The Court also noted that although here the verdict for Powell was general, it “included a special interrogatory indicating that the jury specifically found that Complete Cash was a debt collector under the FDCPA.” Ms. *24. The Court concluded based on the jury’s express finding that Complete Cash was a debt collector that the award of compensatory damages was based at least in part on the FDCPA claim. Thus, the Court concluded “there is no question that the jury’s verdict was based on a ‘bad count.’” Ms. *25. The Court further noted that it could safely assume that the jury’s verdict was based in part on the claims of conversion or wantonness because the jury returned an award of punitive damages (and punitive damages are unavailable under the FDCPA). Ibid. The Court went on to hold that “[t]his, however, does not save the jury’s verdict because we know, based on the special interrogatory, that the jury based its general verdict in part on bad count. For this reason, we must reverse the entirety of the compensatory-damages award.” Ibid.

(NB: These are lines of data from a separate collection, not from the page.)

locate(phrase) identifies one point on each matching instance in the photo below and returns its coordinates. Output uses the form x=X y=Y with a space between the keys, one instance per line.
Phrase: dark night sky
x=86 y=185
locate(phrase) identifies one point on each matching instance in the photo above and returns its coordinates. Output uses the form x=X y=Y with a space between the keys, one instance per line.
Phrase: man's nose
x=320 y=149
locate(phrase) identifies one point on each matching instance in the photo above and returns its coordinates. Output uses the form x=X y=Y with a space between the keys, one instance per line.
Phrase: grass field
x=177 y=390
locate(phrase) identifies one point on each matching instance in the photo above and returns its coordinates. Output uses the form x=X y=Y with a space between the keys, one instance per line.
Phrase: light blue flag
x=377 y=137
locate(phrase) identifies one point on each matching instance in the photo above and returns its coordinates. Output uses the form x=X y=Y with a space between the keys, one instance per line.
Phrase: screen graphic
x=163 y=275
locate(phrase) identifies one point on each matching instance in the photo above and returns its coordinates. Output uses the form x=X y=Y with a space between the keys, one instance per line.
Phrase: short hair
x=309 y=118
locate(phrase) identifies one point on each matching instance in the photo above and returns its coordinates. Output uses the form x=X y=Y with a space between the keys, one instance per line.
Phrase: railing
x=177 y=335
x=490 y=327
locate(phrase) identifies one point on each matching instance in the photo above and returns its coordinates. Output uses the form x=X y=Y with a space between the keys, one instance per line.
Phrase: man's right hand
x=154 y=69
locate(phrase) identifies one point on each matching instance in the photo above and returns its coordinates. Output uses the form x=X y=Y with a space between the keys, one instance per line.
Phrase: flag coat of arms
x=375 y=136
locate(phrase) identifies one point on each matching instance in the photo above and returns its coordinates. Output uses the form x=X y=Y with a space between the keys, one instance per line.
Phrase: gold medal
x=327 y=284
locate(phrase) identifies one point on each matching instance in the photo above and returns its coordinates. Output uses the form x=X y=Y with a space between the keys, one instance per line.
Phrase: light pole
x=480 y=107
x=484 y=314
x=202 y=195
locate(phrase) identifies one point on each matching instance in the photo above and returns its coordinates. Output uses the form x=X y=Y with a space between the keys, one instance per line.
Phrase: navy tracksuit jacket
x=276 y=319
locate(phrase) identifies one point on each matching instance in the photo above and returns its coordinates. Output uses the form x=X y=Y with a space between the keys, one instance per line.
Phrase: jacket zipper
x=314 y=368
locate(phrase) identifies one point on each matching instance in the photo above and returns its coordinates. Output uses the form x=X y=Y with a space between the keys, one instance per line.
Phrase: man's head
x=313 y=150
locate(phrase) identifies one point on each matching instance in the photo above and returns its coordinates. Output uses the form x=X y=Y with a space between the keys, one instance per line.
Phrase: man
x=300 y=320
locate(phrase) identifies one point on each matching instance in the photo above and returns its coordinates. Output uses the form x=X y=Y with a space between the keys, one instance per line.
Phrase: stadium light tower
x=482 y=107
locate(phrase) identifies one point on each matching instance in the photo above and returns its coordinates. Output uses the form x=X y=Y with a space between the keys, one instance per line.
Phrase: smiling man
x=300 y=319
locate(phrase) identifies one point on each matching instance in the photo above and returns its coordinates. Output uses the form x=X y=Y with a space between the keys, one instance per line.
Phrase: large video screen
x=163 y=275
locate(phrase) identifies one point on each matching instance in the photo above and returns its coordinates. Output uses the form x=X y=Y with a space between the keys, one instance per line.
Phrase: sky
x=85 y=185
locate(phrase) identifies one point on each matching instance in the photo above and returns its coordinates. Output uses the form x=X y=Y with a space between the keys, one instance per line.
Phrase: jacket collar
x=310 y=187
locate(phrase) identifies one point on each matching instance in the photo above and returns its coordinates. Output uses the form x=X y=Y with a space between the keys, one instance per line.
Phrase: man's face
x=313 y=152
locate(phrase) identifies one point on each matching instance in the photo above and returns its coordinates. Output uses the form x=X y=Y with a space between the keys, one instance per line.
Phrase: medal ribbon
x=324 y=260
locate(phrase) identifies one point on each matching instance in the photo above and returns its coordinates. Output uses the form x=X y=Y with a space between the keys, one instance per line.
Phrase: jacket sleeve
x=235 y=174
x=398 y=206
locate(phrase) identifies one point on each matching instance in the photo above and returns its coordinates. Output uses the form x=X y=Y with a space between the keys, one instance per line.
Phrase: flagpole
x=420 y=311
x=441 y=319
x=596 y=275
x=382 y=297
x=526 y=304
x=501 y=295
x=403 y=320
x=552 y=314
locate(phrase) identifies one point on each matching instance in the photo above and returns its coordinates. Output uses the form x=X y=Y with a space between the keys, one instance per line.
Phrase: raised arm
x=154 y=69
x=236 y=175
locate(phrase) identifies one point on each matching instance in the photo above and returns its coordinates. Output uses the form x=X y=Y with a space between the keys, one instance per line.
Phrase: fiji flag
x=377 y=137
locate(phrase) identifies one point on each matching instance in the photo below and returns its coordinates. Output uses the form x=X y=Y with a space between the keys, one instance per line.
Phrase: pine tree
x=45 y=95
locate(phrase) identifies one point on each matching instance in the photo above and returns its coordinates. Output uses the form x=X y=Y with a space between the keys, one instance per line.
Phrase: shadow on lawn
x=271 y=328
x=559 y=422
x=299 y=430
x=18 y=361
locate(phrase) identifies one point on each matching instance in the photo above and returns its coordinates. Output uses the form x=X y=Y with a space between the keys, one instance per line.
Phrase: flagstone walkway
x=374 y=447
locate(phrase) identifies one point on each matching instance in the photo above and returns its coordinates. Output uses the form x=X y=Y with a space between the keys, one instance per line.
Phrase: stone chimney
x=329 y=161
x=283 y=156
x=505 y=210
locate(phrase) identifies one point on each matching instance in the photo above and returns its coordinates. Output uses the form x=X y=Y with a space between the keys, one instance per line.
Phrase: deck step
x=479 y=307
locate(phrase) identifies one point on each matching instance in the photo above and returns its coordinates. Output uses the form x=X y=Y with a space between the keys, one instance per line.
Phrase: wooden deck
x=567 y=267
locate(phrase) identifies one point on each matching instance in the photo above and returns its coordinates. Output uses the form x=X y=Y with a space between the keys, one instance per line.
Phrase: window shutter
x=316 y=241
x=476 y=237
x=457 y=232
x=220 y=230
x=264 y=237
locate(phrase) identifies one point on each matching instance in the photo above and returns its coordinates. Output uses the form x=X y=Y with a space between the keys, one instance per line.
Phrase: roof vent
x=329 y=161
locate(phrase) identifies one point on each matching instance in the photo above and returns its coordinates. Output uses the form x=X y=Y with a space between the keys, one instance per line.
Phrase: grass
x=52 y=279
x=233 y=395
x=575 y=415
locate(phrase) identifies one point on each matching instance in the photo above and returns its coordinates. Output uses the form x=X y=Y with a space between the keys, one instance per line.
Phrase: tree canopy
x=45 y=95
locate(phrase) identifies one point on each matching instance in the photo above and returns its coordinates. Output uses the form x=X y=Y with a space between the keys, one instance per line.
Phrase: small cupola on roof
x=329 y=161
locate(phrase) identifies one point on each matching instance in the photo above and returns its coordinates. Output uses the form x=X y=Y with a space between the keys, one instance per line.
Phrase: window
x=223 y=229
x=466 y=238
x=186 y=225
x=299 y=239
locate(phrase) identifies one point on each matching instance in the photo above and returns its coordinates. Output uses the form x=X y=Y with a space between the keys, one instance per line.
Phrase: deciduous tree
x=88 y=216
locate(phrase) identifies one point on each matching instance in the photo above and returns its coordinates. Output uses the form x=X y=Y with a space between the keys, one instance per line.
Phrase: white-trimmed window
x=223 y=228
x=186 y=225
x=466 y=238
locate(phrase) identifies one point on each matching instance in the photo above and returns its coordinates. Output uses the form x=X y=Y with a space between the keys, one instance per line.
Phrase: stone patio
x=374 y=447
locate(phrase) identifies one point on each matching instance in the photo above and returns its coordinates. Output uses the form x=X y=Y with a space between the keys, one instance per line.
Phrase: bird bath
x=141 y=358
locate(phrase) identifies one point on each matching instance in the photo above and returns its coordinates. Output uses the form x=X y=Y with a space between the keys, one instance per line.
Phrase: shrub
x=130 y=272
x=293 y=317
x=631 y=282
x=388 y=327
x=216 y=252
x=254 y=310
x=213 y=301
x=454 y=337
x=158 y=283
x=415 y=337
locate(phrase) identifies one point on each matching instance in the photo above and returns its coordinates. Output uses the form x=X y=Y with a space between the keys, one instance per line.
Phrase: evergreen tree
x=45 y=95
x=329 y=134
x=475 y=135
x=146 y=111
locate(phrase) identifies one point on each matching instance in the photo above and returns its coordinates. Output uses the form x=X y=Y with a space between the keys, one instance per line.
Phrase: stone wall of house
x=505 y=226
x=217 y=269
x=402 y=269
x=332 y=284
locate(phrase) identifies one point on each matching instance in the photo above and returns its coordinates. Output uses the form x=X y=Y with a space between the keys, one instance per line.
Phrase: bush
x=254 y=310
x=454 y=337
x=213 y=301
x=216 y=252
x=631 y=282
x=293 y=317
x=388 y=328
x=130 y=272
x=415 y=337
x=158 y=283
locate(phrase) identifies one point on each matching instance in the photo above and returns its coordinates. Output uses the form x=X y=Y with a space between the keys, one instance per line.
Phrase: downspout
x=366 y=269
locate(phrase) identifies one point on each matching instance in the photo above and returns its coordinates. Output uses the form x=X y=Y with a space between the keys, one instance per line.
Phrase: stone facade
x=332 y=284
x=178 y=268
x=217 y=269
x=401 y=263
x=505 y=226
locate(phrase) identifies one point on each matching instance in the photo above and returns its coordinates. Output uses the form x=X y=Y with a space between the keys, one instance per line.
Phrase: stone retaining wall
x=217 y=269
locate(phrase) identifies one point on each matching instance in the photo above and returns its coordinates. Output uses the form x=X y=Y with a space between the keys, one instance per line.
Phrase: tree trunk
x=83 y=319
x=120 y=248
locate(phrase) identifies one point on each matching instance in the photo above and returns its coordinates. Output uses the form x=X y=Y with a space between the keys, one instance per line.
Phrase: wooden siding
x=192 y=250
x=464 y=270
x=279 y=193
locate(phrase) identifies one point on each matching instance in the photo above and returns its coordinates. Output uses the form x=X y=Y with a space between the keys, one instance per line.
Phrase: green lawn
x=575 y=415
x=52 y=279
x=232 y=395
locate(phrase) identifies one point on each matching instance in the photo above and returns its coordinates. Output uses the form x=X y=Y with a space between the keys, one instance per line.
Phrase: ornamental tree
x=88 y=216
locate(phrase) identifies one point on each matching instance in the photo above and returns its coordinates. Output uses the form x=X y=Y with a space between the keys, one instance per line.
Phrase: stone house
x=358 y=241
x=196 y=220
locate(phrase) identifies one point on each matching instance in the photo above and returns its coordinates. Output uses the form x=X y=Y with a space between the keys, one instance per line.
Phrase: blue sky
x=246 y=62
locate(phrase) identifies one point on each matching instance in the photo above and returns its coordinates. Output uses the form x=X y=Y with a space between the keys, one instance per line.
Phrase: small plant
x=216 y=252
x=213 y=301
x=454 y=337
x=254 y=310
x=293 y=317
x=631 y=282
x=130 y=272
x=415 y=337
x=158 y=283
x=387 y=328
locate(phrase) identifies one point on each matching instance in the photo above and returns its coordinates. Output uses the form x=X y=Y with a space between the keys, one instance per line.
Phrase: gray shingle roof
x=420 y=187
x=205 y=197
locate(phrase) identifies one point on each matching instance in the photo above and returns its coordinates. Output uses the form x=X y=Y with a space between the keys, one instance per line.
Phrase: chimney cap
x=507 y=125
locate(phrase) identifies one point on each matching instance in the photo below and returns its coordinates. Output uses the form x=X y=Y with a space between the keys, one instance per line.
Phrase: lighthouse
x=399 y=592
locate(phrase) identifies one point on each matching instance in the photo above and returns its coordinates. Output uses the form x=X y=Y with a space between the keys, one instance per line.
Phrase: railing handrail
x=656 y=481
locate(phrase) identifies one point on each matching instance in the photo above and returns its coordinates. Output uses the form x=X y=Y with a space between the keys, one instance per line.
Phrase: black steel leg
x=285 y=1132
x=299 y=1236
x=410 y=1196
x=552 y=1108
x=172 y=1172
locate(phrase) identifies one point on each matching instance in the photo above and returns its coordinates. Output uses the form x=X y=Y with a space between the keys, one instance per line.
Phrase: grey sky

Finally, the Court held that because the compensatory-damages award had to be reversed, the punitive-damages award must also be reversed. “‘[I]n order to be consistent with due process, a jury’s verdict [must] specifically award either compensatory damages or nominal damages in order for an award of punitive damages to be upheld.’” Ms. *25-26, quoting Ex parte Third Generation, Inc., 855 So. 2d 489, 491 (Ala. 2003) (internal quote marks omitted).